8.11. Wills Bros reserves the right to set off debts due to other companies within the Wills Bros group of companies.
9. INDEMNITY
The Supplier shall indemnify Wills Bros against any loss, damage or injury to Wills Bros, any claim in respect of loss, damage or injury made against Wills Bros by third parties and any costs and expenses arising in connection with them which result from the Supplier’s failure to comply with the Agreement and in particular resulting from any defect in the Goods or their materials, services, construction, workmanship or design or any claim that any Goods supplied under the Agreement infringe the intellectual property rights of any third party howsoever caused.
10. INSURANCE
The Supplier shall have insurance against liability to pay damages and costs in respect of third party injury and third party property damage or loss arising in connection with the performance of the Agreement by the Supplier and consequential loss suffered by Wills Bros with an insurance company approved by the Department of Trade and Industry or similar organisation outside the UK. Wills Bros reserves the right to request evidence of the insurance and examine any policy document.
11. CONFIDENTIALITY
All information concerning Wills Bros’ business and its products that the Supplier becomes aware of in connection with the Agreement is confidential and shall not be disclosed to a third party.

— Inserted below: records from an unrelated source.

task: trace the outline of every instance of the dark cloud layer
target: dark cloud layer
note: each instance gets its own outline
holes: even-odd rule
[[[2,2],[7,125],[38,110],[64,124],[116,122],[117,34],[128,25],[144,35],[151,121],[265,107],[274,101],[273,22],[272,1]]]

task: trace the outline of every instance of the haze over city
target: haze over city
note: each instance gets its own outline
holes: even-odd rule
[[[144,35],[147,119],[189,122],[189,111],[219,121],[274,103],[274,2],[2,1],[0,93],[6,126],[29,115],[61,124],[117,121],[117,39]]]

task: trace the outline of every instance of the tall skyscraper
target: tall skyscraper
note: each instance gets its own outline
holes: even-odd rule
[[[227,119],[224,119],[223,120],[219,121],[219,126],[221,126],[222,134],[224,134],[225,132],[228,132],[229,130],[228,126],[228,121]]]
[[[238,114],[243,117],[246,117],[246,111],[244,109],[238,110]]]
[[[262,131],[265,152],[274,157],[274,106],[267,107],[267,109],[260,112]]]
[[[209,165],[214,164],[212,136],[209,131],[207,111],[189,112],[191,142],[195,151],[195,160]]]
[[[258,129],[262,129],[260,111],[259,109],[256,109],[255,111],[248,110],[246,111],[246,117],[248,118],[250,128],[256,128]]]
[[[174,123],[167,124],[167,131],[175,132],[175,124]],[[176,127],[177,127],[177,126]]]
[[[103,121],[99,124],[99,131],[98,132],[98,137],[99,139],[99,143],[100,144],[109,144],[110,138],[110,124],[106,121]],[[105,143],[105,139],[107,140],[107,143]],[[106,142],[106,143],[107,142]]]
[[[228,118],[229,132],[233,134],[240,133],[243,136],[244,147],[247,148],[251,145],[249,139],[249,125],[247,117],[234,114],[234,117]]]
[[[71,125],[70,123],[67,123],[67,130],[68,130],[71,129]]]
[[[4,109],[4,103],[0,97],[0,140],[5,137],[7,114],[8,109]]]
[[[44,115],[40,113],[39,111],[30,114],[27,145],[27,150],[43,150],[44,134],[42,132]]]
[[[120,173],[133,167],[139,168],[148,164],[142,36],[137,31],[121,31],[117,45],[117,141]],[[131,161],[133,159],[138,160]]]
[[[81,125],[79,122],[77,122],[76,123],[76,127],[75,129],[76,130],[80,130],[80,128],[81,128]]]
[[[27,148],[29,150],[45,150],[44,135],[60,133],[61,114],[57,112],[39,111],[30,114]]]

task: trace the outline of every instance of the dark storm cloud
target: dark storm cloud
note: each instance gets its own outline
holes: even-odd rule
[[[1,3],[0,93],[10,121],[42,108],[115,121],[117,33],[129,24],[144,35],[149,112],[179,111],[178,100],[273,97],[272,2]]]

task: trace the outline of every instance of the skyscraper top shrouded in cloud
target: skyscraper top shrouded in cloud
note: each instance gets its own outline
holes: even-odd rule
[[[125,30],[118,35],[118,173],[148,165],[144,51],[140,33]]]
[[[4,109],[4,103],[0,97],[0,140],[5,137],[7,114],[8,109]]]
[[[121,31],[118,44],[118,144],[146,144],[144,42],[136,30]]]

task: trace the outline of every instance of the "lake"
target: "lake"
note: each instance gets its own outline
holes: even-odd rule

12. STATUTORY AND OTHER REQUIREMENTS
The Supplier warrants that they have fully complied with all relevant statutes, regulations, orders, bylaws, and standards in force at the time of delivery.
13. FORCE MAJEURE
Neither party will be liable to the other for failing to comply with any of its obligations hereunder if, and to the extent that such failure is wholly and directly caused by an event beyond their reasonable control including without limitation, fires, floods, Governmental regulations, wars and industrial action, provided that the party affected shall immediately notify the other party thereof and shall thereafter exert all reasonable diligence to overcome such cause and resume performance of its obligations.
14. ASSIGNMENT AND SUB-LETTING
The Supplier shall not assign the Agreement in whole or part without the prior written consent of Wills Bros.
15. NOTICES
Any notice required to be served on the other party under this Agreement shall be in writing. Such notices may be served by hand or 1st class post to the business address of the parties or by facsimile transmission to such address or number as either party may notify to the other from time to time for this purpose.
16. LAW AND CONSTRUCTION
16.1. The construction, validity and performance of the Agreement shall in all respects be governed by Scottish Law and the parties shall submit to the non-exclusive jurisdiction of the Scottish Court of Session.
16.2. The headings of conditions are for convenience of reference only. In accordance with HMRC legislation under Part 13 CTA 2009, Wills Bros Civil Engineering Ltd may claim R&D tax credits on orders placed if services are of qualifying nature.